White House Network Attack Leaves “Hacked by China” Imprint

President-Elect Barack Obama utilized technology at an unprecedented level to reach out to prospective voters during the extended campaign, but if recent events are any guide he may find that technologies to prevent malicious hackers from getting into sensitive networks and data will be front and center.

This after the Financial Times reported last week that Chinese hackers had penetrated the White House computer network several times, in the process gaining access to e-mails between government officials. The article described the “hit and run attacks,” where hackers sneaked in long enough to extract information but quick enough to get out before the security holes were closed. This report comes on the heels of post-election news from US government cyber investigators that attacks conducted over the summer on the Obama and McCain campaign computer networks originated in China.

There are publicly-stated suspicions, though unconfirmed, that the White House network attacks hinted of being sponsored by the Chinese Government based on their specific nature and approach. It is important to note, according to The National Cyber Investigative Joint Task Force, that the hackers only accessed the unclassified computer network.
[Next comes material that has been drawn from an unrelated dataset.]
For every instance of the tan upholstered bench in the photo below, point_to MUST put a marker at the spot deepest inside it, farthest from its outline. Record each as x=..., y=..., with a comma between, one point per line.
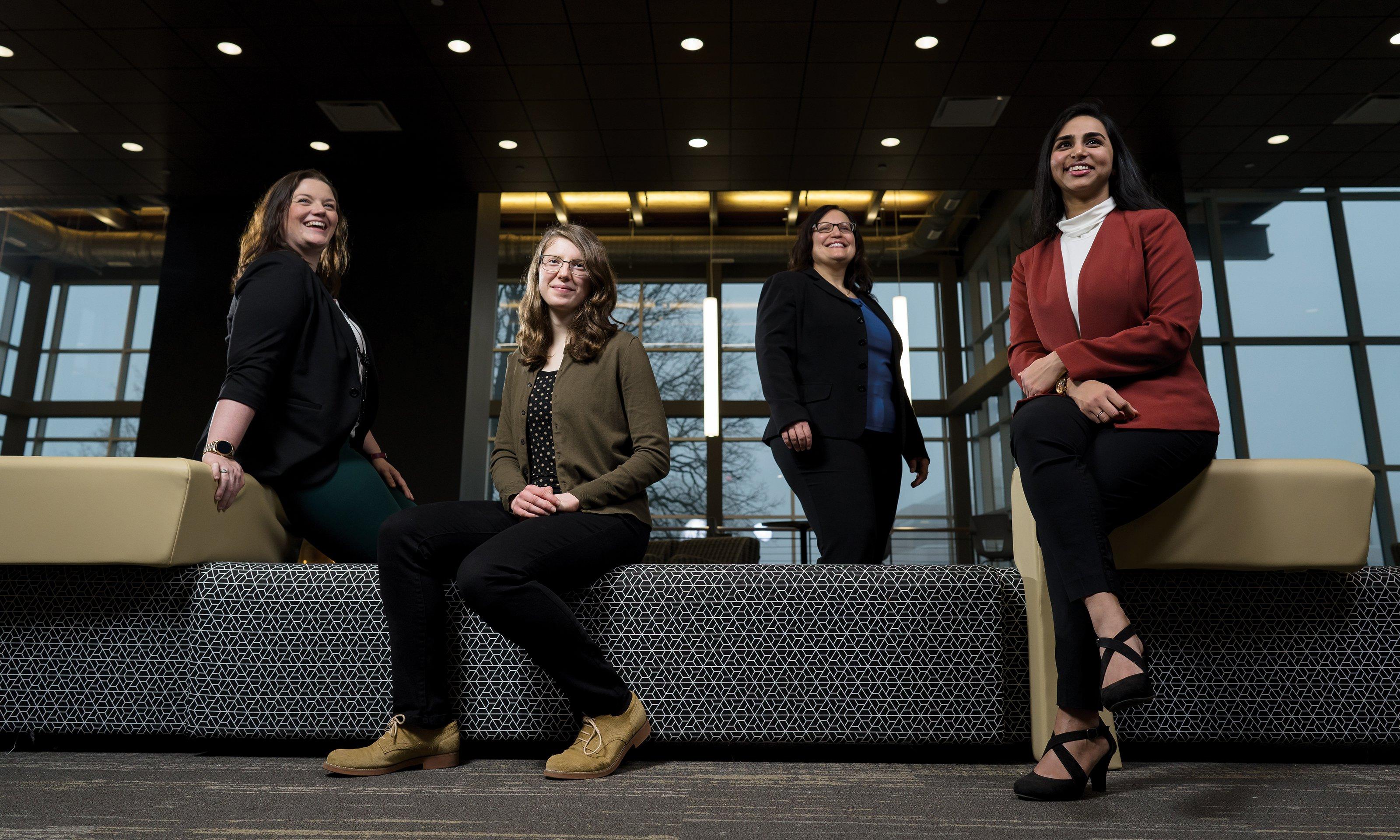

President Bush began a deliberate path towards improving cybersecurity, evident when he issued a classified national security directive earlier this year and named Silicon Valley vet Rod Beckstrom to head a new National Cyber Security Center. While economic priorities concern some when it comes to maintaining cybersecurity momentum, there is reason for optimism that President-elect Obama will build upon these efforts – and then some.

Speculation is swirling that Obama will create a Cabinet-level CTO position, and while it won’t exclusively focus on cybersecurity it should at least give technology a seat at the adults table, if you will. Tech executives Sonal Shah and Julius Genachowski have both been named to Obama’s transition team, a signal that Obama’s commitment to technology during the election campaign will continue in the Oval Office.